Des membres du Parti des Travailleurs, souvent proches du pouvoir, se sont vautrés dans la corruption. C’est vrai. Le Parti du Lula et de Dilma a parfois passé des alliances douteuses. C’est vrai aussi. Usure du pouvoir, affaiblissement de la bataille politique, de conviction et de lutte idéologique, c’est vrai également. Mais l’essentiel reste dans la volonté de l’oligarchie de mettre un terme à la politique populaire de la présidente Dilma Roussef.

Alors une question.

La majorité noire et les anciens pauvres, ceux qui ont profité des avancées sociales, vont-ils assister sans réagir au coup d’Etat, certains opposants à Dilma Rousseff rêvant même d’un retour des militaires au pouvoir ?
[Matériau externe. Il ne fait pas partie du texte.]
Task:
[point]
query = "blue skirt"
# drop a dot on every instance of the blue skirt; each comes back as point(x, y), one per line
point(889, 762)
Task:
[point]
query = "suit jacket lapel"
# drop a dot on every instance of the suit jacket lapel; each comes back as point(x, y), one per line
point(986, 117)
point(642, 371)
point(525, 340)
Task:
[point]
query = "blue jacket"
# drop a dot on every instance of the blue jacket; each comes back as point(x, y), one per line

La situation au Brésil ne peut être isolée de l’offensive générale menée contre les gouvernements anti-impérialistes d’Amérique du Sud. En 2016, les officines US préfèrent aux putschs militaires, la déstabilisation économique, politique et médiatique comme par exemple au Paraguay avec la destitution en 2012 du président Fernando Lugo.

Question encore

Comment expliquer les revers électoraux survenus récemment en Argentine, en Bolivie, au Venezuela ?

Les ingérences impérialistes nord-américaines, sans aucun doute. La déstabilisation organisée par les oligarchies de ces pays et leurs médias tout puissants. Sans aucun doute aussi.
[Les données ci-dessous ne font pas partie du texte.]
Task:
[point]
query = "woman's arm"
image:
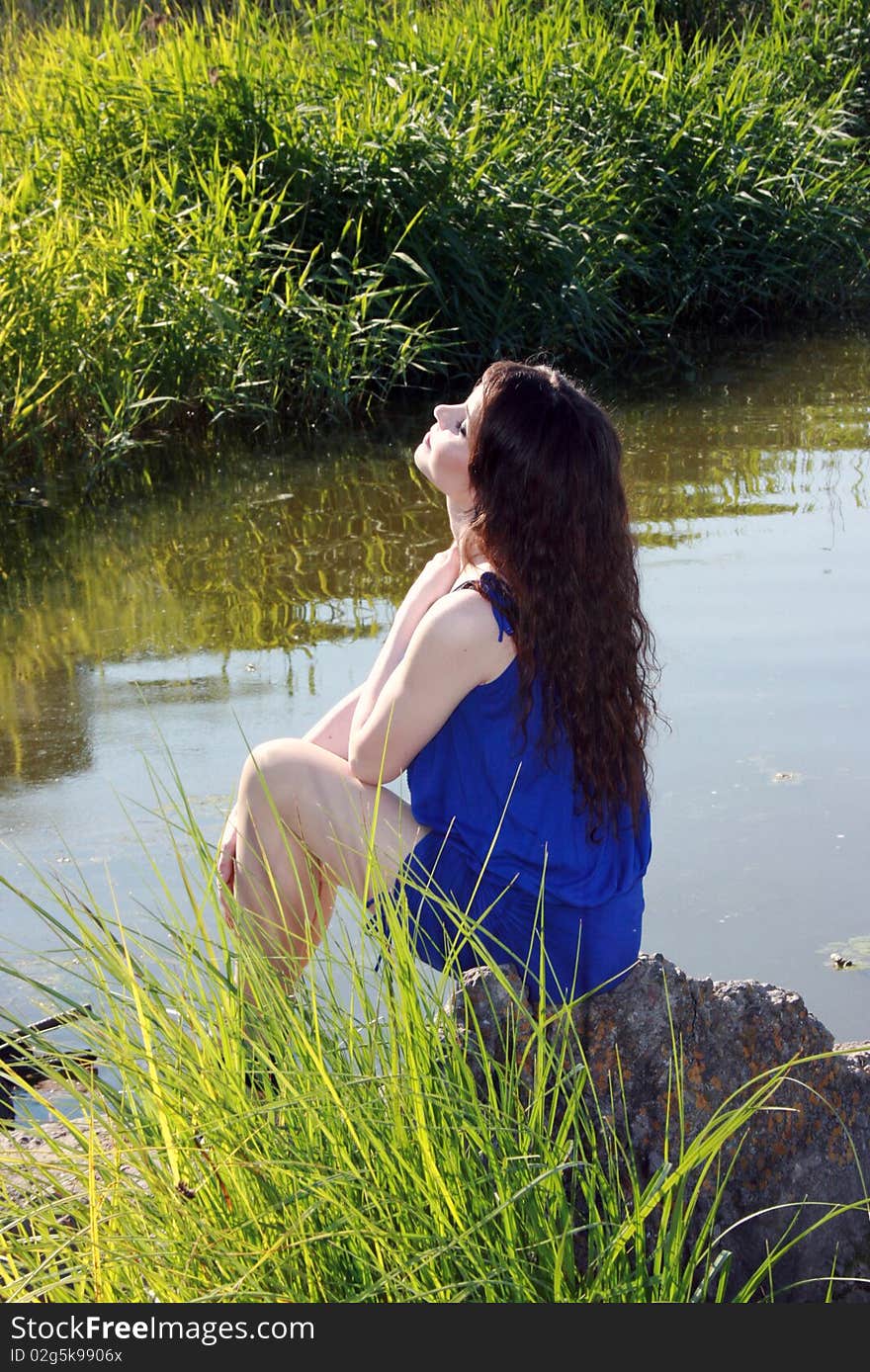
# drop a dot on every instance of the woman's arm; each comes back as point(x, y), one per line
point(446, 657)
point(435, 579)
Mais, comme l’écrit mon ami Jean Ortiz, fin connaisseur de l’Amérique du Sud, « les sociétés ont changé, la politique par le haut a échoué et on ne peut pas faire campagne exclusivement sur un bilan, fût-il positif. Les électeurs ne votent pas que pour un bilan, mais pour ce que les partis annoncent et vont faire demain. »

Transformer en profondeur, c’est long et cela ne peut pas se faire sans avancées, sans affrontements, sans réformes de structures, sans échecs, sans reculs provisoires, sans épuisement des modèles choisis et sans victoires.

Une chose est certaine : les victoires ne sont jamais définitives.